After a warm up the session would start with 3x5 of either Snatches or Clean & Press at a moderate weight, focusing on speed of movement. For the strength work, a couple of exercises would be dropped, but now each exercise will receive a warm-up set(s) as required followed by 3 sets of 3-6 reps, with 2-3 minutes rest. The key exercises include:

  • Squats
  • Chin Up/Pull Up
  • Bench Press
  • Overhead Press
  • Deadlift
  • Calf Raise

If 5-6 or reps can be reach in most sets, then the weight is to be increased the following session. I will also include some auxiliary work if time and fatigue permit, but will be comfortable with letting the extras go if required.
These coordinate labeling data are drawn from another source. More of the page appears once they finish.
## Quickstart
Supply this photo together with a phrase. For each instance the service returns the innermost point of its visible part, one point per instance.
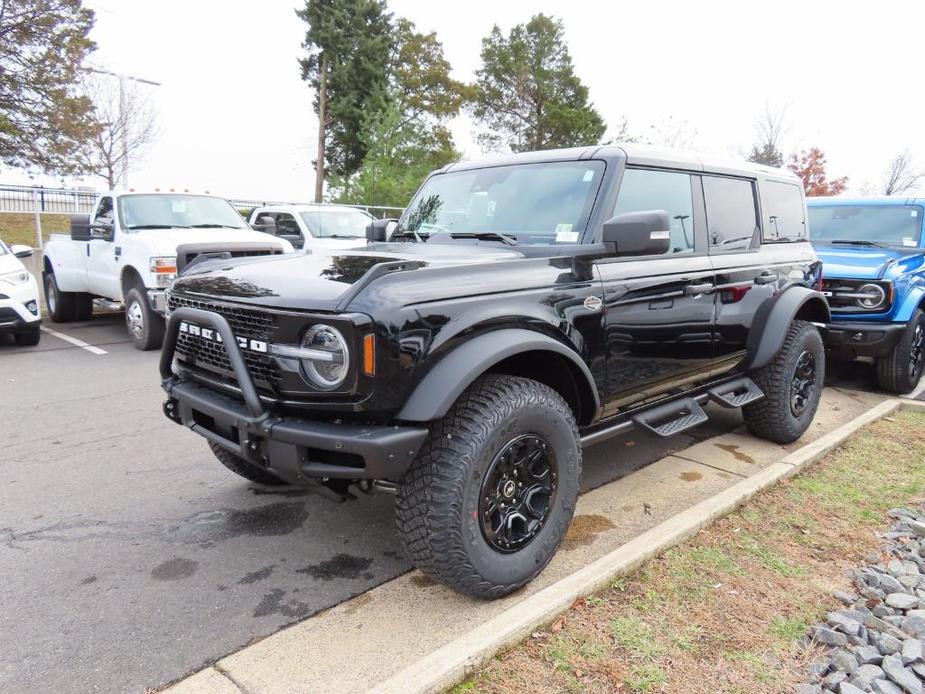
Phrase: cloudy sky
(236, 119)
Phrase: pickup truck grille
(211, 356)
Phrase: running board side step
(671, 418)
(735, 394)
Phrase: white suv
(19, 296)
(319, 227)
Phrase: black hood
(325, 281)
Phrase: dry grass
(20, 228)
(727, 611)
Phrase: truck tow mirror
(639, 233)
(102, 231)
(378, 229)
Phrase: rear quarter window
(784, 212)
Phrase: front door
(659, 310)
(103, 255)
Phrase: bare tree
(769, 130)
(900, 176)
(126, 126)
(673, 134)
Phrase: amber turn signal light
(369, 355)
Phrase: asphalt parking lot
(131, 557)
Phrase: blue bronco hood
(860, 262)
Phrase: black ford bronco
(522, 307)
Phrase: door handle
(695, 289)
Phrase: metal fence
(30, 199)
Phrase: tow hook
(171, 410)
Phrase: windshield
(162, 211)
(336, 223)
(546, 203)
(895, 225)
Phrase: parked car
(523, 307)
(128, 251)
(323, 227)
(19, 296)
(873, 254)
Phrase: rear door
(751, 253)
(658, 309)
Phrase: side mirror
(104, 232)
(295, 239)
(378, 229)
(80, 227)
(639, 233)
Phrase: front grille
(211, 356)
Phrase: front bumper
(861, 338)
(292, 448)
(14, 316)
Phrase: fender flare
(444, 383)
(776, 316)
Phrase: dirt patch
(585, 529)
(728, 610)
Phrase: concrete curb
(451, 663)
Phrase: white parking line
(74, 341)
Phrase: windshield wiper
(486, 235)
(858, 243)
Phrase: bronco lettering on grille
(213, 336)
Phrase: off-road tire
(438, 500)
(894, 372)
(28, 338)
(241, 467)
(772, 417)
(62, 306)
(145, 326)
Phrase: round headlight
(328, 368)
(875, 296)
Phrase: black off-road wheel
(901, 369)
(792, 384)
(241, 467)
(145, 326)
(490, 496)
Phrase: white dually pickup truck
(129, 251)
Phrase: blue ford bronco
(873, 255)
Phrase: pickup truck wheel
(28, 338)
(62, 306)
(241, 467)
(901, 369)
(489, 498)
(792, 385)
(145, 326)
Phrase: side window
(644, 189)
(783, 211)
(286, 224)
(103, 213)
(731, 212)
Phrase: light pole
(122, 78)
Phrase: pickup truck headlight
(15, 277)
(326, 358)
(164, 269)
(872, 296)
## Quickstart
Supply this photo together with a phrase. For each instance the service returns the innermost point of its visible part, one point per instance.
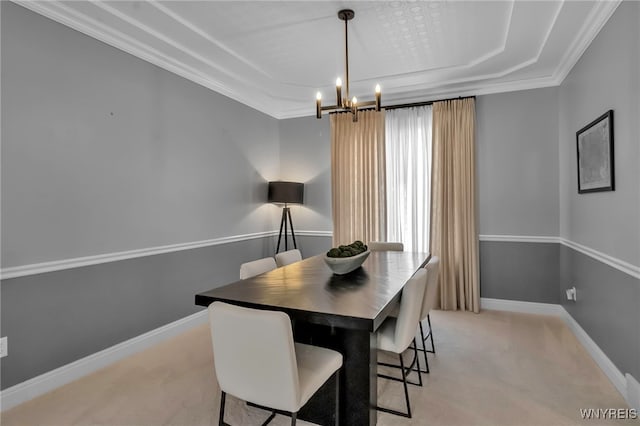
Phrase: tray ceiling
(275, 56)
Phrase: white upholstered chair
(396, 334)
(257, 361)
(385, 246)
(428, 303)
(288, 257)
(257, 267)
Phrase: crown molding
(62, 14)
(277, 107)
(594, 23)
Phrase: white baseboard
(633, 392)
(53, 379)
(603, 361)
(39, 385)
(522, 307)
(606, 365)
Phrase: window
(408, 181)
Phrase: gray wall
(517, 175)
(606, 77)
(55, 318)
(517, 163)
(305, 156)
(103, 152)
(523, 271)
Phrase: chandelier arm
(346, 55)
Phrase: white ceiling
(275, 56)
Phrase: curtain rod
(414, 104)
(410, 105)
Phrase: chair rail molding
(614, 262)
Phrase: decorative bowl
(344, 265)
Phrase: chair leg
(417, 360)
(271, 417)
(406, 388)
(223, 397)
(433, 348)
(337, 415)
(406, 391)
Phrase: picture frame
(594, 144)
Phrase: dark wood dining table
(341, 312)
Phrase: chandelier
(347, 103)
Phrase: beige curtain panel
(358, 177)
(453, 204)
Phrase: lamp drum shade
(285, 192)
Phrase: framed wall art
(595, 155)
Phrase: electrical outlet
(572, 294)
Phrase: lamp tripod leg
(285, 212)
(293, 236)
(282, 223)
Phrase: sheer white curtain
(408, 155)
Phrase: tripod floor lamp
(287, 193)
3. MAXIMAL POWER, Strength Maintenance

Now its time to strip the auxiliary work. No more curls or calf raises. The focus is on the explosive lifting using:

  • Snatches
  • Clean & Press
  • Push Press
  • Squats
  • Deadlift

Typically 3-5 sets of 2-5 reps.


The lifts as per Phase 3, but only as 1-2 sets.


  1. Very informative! I never know how I should be lifting during different times in my training, especially the peak weeks. Which usually means I'll just skip my workouts!